Even if all this were not the case, this also relies on both doctors knowing the patient well enough, and their families, to be able to evaluate their intentions, mental capacity, and freedom from duress such as subtle pressure from relations. Given the relationship between most patients and even their General Practitioners, which is much less familiar than would be required, this is incredibly unrealistic. Not only would their time with the patient be limited, it would be very unusual for any doctor nowadays to have the kind of deep relationship with their patient that would allow them to detect undue influence, or even feeling a burden and other incentives, all of which undermine the ‘voluntary’ desire to end their own lives.

With the added work of a psychiatrist, the amount of time s/he would have to check the patient would also be limited, and given this there is no way they would be able to develop the kind of similarly long term and in-depth rapport with the patient that might, and only potentially, allow them to detect (for example) the problems mentioned above. Since this process is inherently flawed, such so-called ‘safeguards’ are effectively toothless, and lack the detail and power to protect vulnerable people.

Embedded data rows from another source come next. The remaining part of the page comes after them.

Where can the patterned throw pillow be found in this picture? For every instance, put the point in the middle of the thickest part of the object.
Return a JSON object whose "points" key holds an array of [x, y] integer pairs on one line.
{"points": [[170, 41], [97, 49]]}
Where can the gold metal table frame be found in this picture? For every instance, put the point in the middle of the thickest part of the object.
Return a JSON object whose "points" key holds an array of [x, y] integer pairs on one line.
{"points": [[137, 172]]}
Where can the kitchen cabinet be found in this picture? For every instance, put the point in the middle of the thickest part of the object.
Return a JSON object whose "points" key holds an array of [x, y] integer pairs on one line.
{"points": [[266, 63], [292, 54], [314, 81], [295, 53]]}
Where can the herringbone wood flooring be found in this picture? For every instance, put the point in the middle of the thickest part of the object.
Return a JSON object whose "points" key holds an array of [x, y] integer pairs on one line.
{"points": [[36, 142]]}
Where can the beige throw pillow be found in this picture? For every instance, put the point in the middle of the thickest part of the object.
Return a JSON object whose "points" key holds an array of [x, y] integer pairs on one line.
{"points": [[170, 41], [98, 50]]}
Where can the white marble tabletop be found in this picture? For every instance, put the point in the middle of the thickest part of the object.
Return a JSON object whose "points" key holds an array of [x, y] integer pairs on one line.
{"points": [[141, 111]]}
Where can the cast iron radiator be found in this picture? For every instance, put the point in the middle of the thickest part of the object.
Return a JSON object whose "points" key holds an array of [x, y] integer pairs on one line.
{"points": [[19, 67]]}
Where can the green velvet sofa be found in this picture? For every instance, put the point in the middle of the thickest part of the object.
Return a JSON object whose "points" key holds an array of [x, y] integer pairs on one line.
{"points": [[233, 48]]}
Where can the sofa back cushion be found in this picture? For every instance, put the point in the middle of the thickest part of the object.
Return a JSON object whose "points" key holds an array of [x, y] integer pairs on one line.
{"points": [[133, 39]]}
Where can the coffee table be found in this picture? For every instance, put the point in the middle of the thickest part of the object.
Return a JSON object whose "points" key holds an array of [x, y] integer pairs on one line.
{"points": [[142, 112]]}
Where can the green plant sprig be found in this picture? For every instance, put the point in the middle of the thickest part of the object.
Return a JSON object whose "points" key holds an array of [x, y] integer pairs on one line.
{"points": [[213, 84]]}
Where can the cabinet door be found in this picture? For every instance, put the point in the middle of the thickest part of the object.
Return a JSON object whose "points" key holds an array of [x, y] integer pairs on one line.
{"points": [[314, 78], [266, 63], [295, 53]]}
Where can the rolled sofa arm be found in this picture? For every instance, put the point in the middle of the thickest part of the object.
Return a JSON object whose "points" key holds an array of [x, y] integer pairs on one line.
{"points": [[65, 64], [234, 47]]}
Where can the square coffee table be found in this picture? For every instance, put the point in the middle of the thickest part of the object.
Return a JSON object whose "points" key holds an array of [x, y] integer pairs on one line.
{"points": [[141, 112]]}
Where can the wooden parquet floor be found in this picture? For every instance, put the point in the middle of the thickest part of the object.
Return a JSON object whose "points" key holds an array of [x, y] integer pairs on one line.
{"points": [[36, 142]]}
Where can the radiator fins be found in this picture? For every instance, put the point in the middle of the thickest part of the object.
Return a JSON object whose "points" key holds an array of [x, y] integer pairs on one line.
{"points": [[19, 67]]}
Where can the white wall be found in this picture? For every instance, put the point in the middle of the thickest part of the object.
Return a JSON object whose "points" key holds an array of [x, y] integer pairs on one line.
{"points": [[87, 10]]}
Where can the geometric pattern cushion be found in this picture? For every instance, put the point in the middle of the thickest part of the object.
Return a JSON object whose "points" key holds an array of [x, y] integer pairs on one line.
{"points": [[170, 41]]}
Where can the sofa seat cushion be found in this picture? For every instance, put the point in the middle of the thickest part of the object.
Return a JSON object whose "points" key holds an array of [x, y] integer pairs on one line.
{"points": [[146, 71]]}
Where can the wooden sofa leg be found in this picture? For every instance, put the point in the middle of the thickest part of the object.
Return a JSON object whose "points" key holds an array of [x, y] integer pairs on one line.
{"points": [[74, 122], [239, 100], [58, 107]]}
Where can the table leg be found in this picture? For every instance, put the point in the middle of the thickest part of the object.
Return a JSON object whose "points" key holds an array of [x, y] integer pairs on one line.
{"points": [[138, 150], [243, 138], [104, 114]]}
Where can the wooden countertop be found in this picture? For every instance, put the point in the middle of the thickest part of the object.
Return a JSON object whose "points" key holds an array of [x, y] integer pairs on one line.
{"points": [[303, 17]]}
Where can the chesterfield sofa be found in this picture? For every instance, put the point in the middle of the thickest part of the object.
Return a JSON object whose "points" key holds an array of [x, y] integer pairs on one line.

The same problem accrues with the proposal to add further the oversight “of a court or specialist tribunal”. What would such a tribunal do? Would it interview the patient presenting for EAS? If so, then it would have no more time to know and detect pressure on the patient than two doctors or a psychiatrist, and with even less expertise. If it only means a panel of judges checking that the so-called ‘safeguard’ process has been followed, meanwhile, this is a guarantee that is meaningless if the safeguards (as we have seen) are toothless.

Suffice it to say then, the theoretical underpinnings of so-called ‘safeguards’ for assisted suicide and voluntary euthanasia are greatly lacking, and sadly, the human cost of this ill-thought practice in reality is demonstrable in places like Belgium and Holland, where involuntary euthanasia and incremental extension of application have taken place.